A 1995 CBS poll found that 79 percent of whites believed that Simpson was guilty compared to just 22 percent of African Americans. In the Los Angeles Times, journalist Sheryl Stolberg called Simpson’s acquittal “a moment of sweet triumph for all the anonymous black men in America who didn’t have money to buy a dream team of attorneys to fight a system that produces a racist cop like Mark Fuhrman—and does nothing to weed him out.”

Given this context, it’s unsurprising that responses to the O.J. Simpson question, while not an airtight proxy, would correlate closely with race, and could serve as an effective tool for excluding Black people from juries. The question now is whether the California Supreme Court will ignore that reality, elevating form over substance to say that the question is “race neutral,” or recognize that the question and others like it function as impermissible surrogates for racial bias.

When the O.J. Simpson question reached a Texas Court of Appeals in 2001, one dissenting justice put the issue this way: “We should not sanction skirting around Batson by condoning the peremptory strike of a member of a particular minority based solely on one answer to one question about which a vast majority of that minority have been demonstrated to agree.” Another dissenting justice lamented how “the State found a convenient way to strike African Americans,” and offered another reason the question is so problematic: “It is unfortunate,” he said, “that we ask African Americans to accept our system of justice as a fair and unbiased application of legal principles, then refuse them the opportunity to serve on a jury because they claim, in their minds, the system worked.”

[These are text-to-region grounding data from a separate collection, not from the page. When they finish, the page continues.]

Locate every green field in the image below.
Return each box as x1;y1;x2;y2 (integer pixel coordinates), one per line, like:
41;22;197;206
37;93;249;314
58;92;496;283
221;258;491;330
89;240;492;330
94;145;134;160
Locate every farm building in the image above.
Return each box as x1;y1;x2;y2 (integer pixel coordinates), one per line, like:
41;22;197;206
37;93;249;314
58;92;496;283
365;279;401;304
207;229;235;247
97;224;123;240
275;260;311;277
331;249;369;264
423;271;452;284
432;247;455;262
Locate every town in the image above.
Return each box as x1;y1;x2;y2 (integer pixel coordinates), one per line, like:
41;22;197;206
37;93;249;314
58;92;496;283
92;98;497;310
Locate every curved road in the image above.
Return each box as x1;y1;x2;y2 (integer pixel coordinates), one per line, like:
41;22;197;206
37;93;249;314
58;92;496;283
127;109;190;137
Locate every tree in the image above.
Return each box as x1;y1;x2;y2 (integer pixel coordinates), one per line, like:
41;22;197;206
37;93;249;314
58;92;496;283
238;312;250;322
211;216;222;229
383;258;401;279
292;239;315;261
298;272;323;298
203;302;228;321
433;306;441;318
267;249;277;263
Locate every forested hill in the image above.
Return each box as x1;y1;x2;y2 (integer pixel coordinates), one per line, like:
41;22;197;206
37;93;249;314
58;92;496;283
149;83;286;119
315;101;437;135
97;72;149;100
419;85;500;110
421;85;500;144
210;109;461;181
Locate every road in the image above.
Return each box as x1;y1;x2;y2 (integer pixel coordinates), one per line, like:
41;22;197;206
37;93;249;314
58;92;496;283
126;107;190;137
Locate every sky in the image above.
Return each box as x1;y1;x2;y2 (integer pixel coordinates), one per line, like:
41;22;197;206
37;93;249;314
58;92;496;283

But no matter how the court decides Miles’s case, it can only go so far toward eradicating racial discrimination from jury selection. Batson simply leaves too much room for prosecutors to come up with ostensibly race-neutral reasons for peremptory strikes that conceal unlawful bias. If it isn’t the O.J. Simpson question—or the Black Lives Matter question—it will be something else, something less obvious. Additional reforms are essential.

One option is to fashion new rules that further constrain the use of peremptories. In 2018, the Washington Supreme Court adopted a new rule designed to ban peremptory strikes based on “implicit, institutional, and unconscious” racial and ethnic bias in addition to intentional discrimination. Under the rule, reasons for excluding jurors that are historically tied to racial bias and stereotypes—for example, the prospective juror lives in a high-crime neighborhood, or believes that police officers racially profile, or has close relationships with people who have been arrested—are presumed invalid. The California Supreme Court may explore a similar option with its California Jury Selection Work Group, announced in January, that will “study whether modifications or additional measures are needed to guard against impermissible discrimination in jury selection.”

These reforms are well intentioned, but the more elegant and effective solution might be what Justice Thurgood Marshall called for over 30 years ago in his Batson concurrence: eliminate peremptory strikes altogether. Marshall correctly predicted that Batson “will not end the racial discrimination that peremptories inject into the jury-selection process.” The “inherent potential of peremptory challenges to distort the jury process by permitting the exclusion of jurors on racial grounds,” he wrote, “should ideally lead the Court to ban them entirely from the criminal justice system.”